InfoGrid’s data and query model is based on a graph and an explicit object model. This makes life even easier for the developer than any of the alternatives he discusses in his article. Also, we think our traversal API is a lot simpler than some others that we have seen.

InfoGrid’s persistence design actually gives developers more choices than is typical: InfoGrid can be entirely in memory (if class MMeshBase is instantiated, for example), or smartly cached to an external Store (if class StoreMeshBase is instantiated). Most importantly: the API that developers write to is the same. This allows developers to write application code once, and only later decide how to store their application data. Or, if one kind of Store does not work out (or does not scale once the application becomes popular), move to another without changing the application (other than the initialization).

Carsonified: Why Graph Databases

Martin Kleppman summarizes the case for Graph Databases at carsonified.com. This is exactly why InfoGrid is built around a graph of MeshObjects:

… graph databases focus on the relationships between items — a better fit for highly interconnected data models.

Standard SQL cannot query transitive relationships, i.e. variable-length chains of joins which continue until some condition is reached. Graph databases, on the other hand, are optimised precisely for this kind of data. Look out for these symptoms indicating that your data would better fit into a graph model:

  • you find yourself writing long chains of joins (join table A to B, B to C, C to D) in your queries;
  • you are writing loops of queries in your application in order to follow a chain of relationships (particularly when you don’t know in advance how long that chain is going to be);
  • you have lots of many-to-many joins or tree-like data structures;
  • your data is already in a graph form (e.g. information about who is friends with whom in a social network).

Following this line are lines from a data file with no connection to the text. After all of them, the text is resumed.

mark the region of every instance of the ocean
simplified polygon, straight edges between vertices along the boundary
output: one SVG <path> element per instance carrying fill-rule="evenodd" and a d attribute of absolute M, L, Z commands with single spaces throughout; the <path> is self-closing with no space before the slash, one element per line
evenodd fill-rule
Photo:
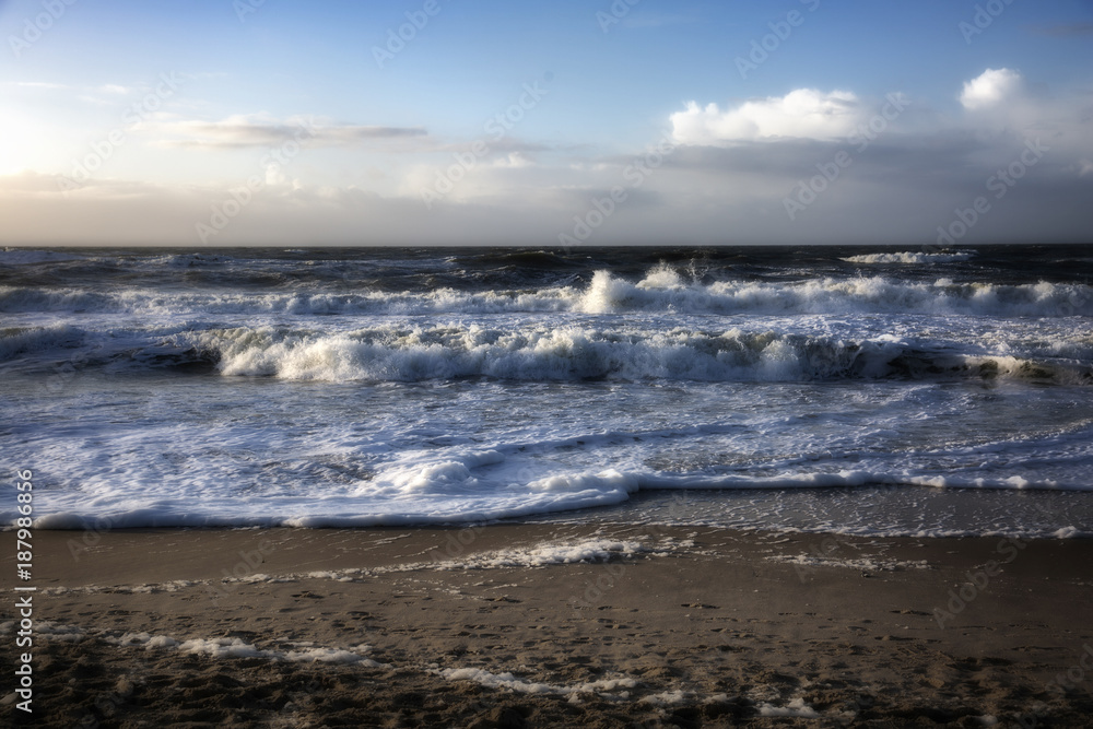
<path fill-rule="evenodd" d="M 1089 537 L 1091 277 L 1093 246 L 9 248 L 0 445 L 43 529 Z"/>

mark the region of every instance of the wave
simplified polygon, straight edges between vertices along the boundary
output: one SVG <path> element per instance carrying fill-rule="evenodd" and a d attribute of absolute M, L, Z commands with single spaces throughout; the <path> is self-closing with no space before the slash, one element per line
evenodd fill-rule
<path fill-rule="evenodd" d="M 37 263 L 62 263 L 84 260 L 84 256 L 56 250 L 30 250 L 26 248 L 4 248 L 0 250 L 0 266 L 34 266 Z"/>
<path fill-rule="evenodd" d="M 73 328 L 0 338 L 0 352 L 92 346 Z M 861 341 L 773 330 L 615 330 L 588 327 L 384 326 L 344 333 L 236 327 L 94 345 L 113 367 L 203 368 L 223 376 L 316 381 L 424 381 L 489 377 L 514 381 L 1014 379 L 1093 384 L 1084 358 L 961 352 L 882 336 Z M 110 351 L 108 346 L 113 346 Z M 87 358 L 87 357 L 85 357 Z"/>
<path fill-rule="evenodd" d="M 584 287 L 478 292 L 436 289 L 388 292 L 355 290 L 238 294 L 130 289 L 93 291 L 0 286 L 0 311 L 104 314 L 281 314 L 435 315 L 505 313 L 626 311 L 677 314 L 924 314 L 997 317 L 1093 316 L 1093 286 L 1041 282 L 1003 285 L 897 281 L 885 277 L 775 283 L 718 281 L 696 283 L 659 267 L 637 283 L 595 273 Z"/>
<path fill-rule="evenodd" d="M 867 254 L 863 256 L 849 256 L 841 260 L 847 263 L 953 263 L 957 261 L 972 260 L 975 251 L 965 250 L 947 254 L 926 252 L 895 252 L 895 254 Z"/>

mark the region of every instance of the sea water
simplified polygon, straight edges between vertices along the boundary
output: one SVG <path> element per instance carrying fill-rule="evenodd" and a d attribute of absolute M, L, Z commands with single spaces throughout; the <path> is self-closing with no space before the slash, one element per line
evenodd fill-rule
<path fill-rule="evenodd" d="M 39 528 L 1089 536 L 1091 274 L 1093 246 L 7 249 L 0 444 Z"/>

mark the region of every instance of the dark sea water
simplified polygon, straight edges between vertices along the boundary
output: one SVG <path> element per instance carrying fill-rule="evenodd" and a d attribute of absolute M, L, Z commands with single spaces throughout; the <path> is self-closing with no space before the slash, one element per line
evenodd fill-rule
<path fill-rule="evenodd" d="M 43 528 L 1088 536 L 1091 278 L 1093 246 L 7 249 L 0 444 Z"/>

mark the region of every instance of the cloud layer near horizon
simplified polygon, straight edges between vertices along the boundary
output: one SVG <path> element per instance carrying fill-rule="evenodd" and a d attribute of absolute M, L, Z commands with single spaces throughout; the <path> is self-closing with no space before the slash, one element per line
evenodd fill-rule
<path fill-rule="evenodd" d="M 1093 96 L 1037 94 L 1018 71 L 1000 68 L 953 90 L 956 116 L 897 90 L 866 98 L 797 89 L 724 108 L 690 102 L 666 120 L 662 140 L 612 156 L 515 133 L 440 140 L 420 127 L 158 115 L 127 133 L 164 154 L 251 150 L 254 157 L 268 150 L 272 158 L 248 162 L 248 174 L 228 183 L 0 177 L 0 240 L 920 245 L 933 243 L 938 226 L 979 196 L 991 196 L 991 210 L 964 242 L 1072 240 L 1091 223 Z M 1045 150 L 1032 165 L 1021 163 L 1026 142 Z M 289 143 L 298 149 L 286 154 Z M 312 164 L 349 153 L 381 155 L 373 187 L 340 184 Z M 1019 167 L 1015 184 L 995 199 L 990 178 Z M 813 183 L 818 175 L 826 181 Z M 801 197 L 809 185 L 814 195 Z M 432 204 L 423 202 L 425 190 L 442 188 Z M 789 214 L 786 201 L 794 199 L 808 203 Z"/>

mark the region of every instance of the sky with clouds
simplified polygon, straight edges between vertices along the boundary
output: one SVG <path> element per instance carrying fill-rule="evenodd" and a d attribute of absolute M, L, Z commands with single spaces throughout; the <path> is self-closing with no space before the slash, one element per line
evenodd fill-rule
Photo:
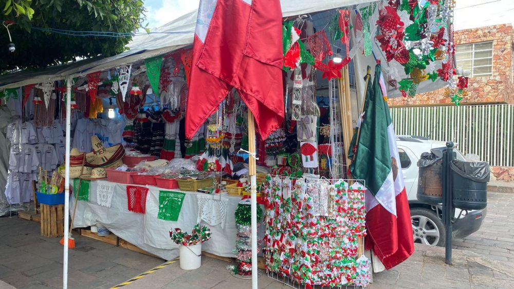
<path fill-rule="evenodd" d="M 150 28 L 158 27 L 198 8 L 199 0 L 144 0 Z"/>
<path fill-rule="evenodd" d="M 318 0 L 322 1 L 322 0 Z M 150 28 L 158 27 L 198 8 L 199 0 L 145 0 Z M 459 0 L 456 30 L 514 23 L 514 0 Z"/>

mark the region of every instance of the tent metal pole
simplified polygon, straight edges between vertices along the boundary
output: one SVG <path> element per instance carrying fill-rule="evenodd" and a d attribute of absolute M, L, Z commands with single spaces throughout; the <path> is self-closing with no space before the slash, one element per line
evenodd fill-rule
<path fill-rule="evenodd" d="M 257 289 L 257 177 L 255 167 L 255 129 L 253 113 L 248 109 L 248 175 L 251 204 L 252 288 Z"/>
<path fill-rule="evenodd" d="M 71 80 L 66 81 L 66 163 L 64 177 L 64 252 L 63 260 L 63 288 L 68 287 L 68 241 L 69 236 L 69 150 L 71 127 Z"/>

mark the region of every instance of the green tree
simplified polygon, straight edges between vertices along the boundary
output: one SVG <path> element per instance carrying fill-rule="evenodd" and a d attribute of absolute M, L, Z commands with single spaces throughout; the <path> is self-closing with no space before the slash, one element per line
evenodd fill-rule
<path fill-rule="evenodd" d="M 145 20 L 143 4 L 143 0 L 0 0 L 0 19 L 14 23 L 9 30 L 16 47 L 9 51 L 7 31 L 0 27 L 0 73 L 121 53 L 131 35 L 78 36 L 36 28 L 131 33 Z"/>

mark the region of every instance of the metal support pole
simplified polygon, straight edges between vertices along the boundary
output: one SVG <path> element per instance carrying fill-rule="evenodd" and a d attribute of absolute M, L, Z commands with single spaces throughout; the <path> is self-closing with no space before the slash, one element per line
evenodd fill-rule
<path fill-rule="evenodd" d="M 71 127 L 71 78 L 66 81 L 66 161 L 64 177 L 64 248 L 63 257 L 63 288 L 68 287 L 68 238 L 69 232 L 69 151 Z M 76 202 L 77 200 L 76 200 Z"/>
<path fill-rule="evenodd" d="M 452 264 L 452 234 L 453 228 L 452 221 L 453 218 L 453 189 L 451 170 L 450 163 L 453 160 L 453 143 L 446 143 L 446 148 L 443 152 L 443 217 L 446 228 L 446 253 L 445 262 Z"/>
<path fill-rule="evenodd" d="M 257 176 L 256 152 L 255 151 L 255 119 L 248 109 L 248 175 L 250 175 L 250 200 L 251 204 L 252 289 L 257 289 L 259 275 L 257 274 Z"/>

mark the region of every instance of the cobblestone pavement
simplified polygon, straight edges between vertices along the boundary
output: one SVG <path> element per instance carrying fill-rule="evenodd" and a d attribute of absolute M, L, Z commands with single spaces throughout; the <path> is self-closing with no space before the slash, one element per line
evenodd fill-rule
<path fill-rule="evenodd" d="M 466 238 L 453 239 L 452 245 L 514 265 L 514 194 L 488 192 L 482 227 Z"/>

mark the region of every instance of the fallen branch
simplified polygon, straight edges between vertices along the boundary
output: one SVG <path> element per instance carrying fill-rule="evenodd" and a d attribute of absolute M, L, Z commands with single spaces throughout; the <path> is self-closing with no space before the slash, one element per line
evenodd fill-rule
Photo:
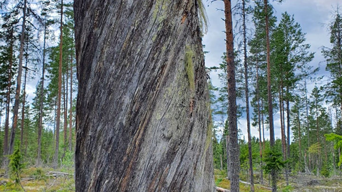
<path fill-rule="evenodd" d="M 221 188 L 221 187 L 216 187 L 216 191 L 219 191 L 220 192 L 230 192 L 231 191 L 228 190 L 228 189 L 223 189 L 223 188 Z"/>
<path fill-rule="evenodd" d="M 22 181 L 30 181 L 31 180 L 34 180 L 35 178 L 33 177 L 26 177 L 25 178 L 23 178 L 21 179 Z"/>
<path fill-rule="evenodd" d="M 48 174 L 52 174 L 53 175 L 73 175 L 73 174 L 68 173 L 57 172 L 49 172 Z"/>
<path fill-rule="evenodd" d="M 286 182 L 287 181 L 285 181 L 285 182 L 282 182 L 282 183 L 279 183 L 279 184 L 278 184 L 278 185 L 277 186 L 277 187 L 279 187 L 279 186 L 281 186 L 281 185 L 282 185 L 282 184 L 284 184 L 285 183 L 286 183 Z"/>

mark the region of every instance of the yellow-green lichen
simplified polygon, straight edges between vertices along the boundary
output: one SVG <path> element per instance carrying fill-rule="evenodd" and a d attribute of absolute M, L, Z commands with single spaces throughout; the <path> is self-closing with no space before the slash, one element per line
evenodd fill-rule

Graph databases are often associated with the semantic web and RDF datastores, which is one of the applications they are used for. I actually believe that many other applications’ data would also be well represented in graphs. However, as before, don’t try to force data into a graph if it fits better into tables or documents.

In our experience, particularly social applications or applications that deal with complex interrelated data are much easier to build using a graph of typed objects in InfoGrid than to shoehorn into relational tables. But then, InfoGrid can use relational databases as storage engines, so we have the best of both worlds: graphs on the front, and enterprise-friendly SQL on the back.